Subhomoy Bhattacharjee

The International Monetary Fund has questioned India's ability to handle the impact of price volatility in the petroleum sector in the face of its weak fiscal situation.

The IMF has made the comment in its country review, under Article IV, to which the finance ministry is expected to respond soon.

The review also comments negatively on the country's two spells of price rise for petrol and diesel in the past three months just after the administrative price mechanism was dismantled.
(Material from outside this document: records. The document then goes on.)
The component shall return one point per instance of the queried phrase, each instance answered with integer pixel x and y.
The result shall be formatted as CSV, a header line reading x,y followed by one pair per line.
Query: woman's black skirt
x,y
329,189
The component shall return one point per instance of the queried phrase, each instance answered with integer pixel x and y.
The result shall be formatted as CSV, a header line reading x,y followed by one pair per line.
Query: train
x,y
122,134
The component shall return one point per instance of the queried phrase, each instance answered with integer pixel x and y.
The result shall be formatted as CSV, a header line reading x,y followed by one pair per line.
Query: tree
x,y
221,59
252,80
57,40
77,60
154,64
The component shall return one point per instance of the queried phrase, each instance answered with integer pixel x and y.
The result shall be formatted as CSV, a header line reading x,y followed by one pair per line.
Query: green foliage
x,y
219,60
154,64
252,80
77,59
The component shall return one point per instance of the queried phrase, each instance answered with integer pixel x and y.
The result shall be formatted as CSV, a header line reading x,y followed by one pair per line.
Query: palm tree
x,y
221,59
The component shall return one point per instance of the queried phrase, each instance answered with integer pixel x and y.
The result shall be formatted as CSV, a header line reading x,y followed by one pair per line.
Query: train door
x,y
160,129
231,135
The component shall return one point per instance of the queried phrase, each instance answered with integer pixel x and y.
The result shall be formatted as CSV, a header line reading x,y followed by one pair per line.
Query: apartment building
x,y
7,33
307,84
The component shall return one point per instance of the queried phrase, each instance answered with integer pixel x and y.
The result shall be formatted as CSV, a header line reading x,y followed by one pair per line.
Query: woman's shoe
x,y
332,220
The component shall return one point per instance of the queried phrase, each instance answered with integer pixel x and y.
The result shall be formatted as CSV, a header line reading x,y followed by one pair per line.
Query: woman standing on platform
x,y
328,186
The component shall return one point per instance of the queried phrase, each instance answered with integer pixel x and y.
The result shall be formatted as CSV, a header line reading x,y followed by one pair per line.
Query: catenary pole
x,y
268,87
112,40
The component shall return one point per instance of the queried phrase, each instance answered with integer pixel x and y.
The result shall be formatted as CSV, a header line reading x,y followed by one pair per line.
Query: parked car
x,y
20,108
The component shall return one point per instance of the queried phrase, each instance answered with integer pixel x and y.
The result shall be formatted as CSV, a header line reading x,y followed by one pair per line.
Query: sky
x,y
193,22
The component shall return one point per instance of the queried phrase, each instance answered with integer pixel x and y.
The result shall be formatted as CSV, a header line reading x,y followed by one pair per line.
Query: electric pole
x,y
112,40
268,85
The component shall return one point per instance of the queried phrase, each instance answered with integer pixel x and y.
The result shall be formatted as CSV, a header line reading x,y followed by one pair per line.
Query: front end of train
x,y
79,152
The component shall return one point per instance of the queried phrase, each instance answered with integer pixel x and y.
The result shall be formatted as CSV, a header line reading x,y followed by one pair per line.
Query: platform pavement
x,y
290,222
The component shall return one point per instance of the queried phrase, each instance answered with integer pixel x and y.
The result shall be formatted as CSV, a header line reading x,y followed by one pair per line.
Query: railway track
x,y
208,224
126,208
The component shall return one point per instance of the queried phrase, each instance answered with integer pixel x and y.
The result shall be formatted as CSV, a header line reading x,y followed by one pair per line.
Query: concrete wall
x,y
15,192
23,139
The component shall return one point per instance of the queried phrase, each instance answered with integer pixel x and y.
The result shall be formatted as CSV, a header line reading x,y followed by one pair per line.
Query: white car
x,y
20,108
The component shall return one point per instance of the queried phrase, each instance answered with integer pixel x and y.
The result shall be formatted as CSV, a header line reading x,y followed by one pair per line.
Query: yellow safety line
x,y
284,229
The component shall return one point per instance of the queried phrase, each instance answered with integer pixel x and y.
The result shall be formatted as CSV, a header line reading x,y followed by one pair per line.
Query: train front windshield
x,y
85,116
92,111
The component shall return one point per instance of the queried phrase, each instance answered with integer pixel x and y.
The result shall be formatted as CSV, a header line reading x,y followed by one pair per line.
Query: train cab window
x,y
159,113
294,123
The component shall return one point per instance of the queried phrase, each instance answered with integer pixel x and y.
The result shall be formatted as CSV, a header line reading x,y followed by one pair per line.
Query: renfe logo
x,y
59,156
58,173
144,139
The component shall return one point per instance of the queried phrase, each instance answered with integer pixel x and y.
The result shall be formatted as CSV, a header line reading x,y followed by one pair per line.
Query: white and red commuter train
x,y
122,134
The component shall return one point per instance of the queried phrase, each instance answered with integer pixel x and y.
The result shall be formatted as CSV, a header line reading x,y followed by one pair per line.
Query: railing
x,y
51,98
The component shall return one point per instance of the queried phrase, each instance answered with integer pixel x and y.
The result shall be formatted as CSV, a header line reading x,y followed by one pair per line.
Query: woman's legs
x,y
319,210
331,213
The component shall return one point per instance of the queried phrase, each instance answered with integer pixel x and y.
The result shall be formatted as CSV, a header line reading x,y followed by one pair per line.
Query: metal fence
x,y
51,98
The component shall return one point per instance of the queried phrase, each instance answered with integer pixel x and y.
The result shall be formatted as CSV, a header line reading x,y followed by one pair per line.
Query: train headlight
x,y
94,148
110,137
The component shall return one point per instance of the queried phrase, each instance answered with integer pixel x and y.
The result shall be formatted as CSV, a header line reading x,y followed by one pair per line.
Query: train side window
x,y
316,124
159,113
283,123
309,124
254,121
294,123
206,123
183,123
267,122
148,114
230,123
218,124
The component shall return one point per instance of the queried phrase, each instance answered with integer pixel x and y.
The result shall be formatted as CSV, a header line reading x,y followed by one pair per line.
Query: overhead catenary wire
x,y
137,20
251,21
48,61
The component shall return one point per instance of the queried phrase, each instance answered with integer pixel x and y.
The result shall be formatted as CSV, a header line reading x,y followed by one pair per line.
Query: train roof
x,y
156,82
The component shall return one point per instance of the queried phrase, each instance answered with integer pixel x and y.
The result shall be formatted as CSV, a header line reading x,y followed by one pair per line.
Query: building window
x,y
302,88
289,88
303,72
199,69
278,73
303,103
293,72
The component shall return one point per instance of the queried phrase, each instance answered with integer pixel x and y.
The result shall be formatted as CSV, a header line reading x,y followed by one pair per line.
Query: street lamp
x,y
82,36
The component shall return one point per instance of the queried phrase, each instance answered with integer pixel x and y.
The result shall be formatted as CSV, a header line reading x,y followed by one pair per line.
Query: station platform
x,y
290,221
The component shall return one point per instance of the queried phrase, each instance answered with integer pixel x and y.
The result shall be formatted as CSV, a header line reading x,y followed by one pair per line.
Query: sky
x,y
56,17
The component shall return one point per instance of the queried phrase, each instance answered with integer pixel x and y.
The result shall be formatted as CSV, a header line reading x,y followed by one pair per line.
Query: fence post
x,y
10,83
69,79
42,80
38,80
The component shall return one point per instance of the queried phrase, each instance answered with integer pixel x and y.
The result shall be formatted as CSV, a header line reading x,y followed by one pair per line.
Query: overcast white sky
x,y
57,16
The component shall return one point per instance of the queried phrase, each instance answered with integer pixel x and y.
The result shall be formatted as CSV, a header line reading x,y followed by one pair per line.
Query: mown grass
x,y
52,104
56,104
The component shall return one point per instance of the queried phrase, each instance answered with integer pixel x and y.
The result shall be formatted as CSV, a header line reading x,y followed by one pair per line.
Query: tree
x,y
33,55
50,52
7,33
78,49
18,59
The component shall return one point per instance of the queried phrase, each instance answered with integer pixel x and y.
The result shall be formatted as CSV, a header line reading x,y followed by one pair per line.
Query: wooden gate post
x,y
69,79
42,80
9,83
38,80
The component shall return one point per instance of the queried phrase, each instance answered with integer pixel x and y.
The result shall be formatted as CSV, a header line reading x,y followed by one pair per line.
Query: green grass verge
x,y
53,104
It said while fluctuations were necessary to keep retail prices aligned with international crude prices, India's mounting fiscal deficit left little room for excise concessions. The IMF has, therefore, warned that the 'government should announce a strategy for dealing with volatility in international oil prices,' especially if crude prices breach the normal Organisation of Petroleum Exporting Countries' range of $22-28 a barrel".

The Fund's review says price volatility is the biggest source of external vulnerability for India. It says without a strategy, and in the worst-case scenario, the country can face a drying up of inflows, with a draw-down pressure on non-resident Indian deposits and a consequent impact on the forex reserves.

However, it adds that because of the still closed nature of the country's economy, the current external risks are moderate. This is because though the share of the country's external trade in goods and services in the gross domestic product is only 13 per cent, it has forex reserves of $55 billion ($57 billion, according to Reserve Bank of India estimates). Moreover, the exchange rate, the Fund report says, is still "heavily managed".

According to an estimate made in the review, for every $5 rise in the price of crude, India's annual GDP growth rate will have to be lowered by 0.5 per cent, along with a rise of 1.5 per cent in the rate of inflation. The current account deficit will also swell by 0.5 per cent.

The IMF assessment takes into account the recently announced modalities of freeing price regimes for the oil companies and the concurrent decision by the Indian government to make a quarterly review of the prices. The review says the compensation formula for the oil companies must be reflected transparently in the budget.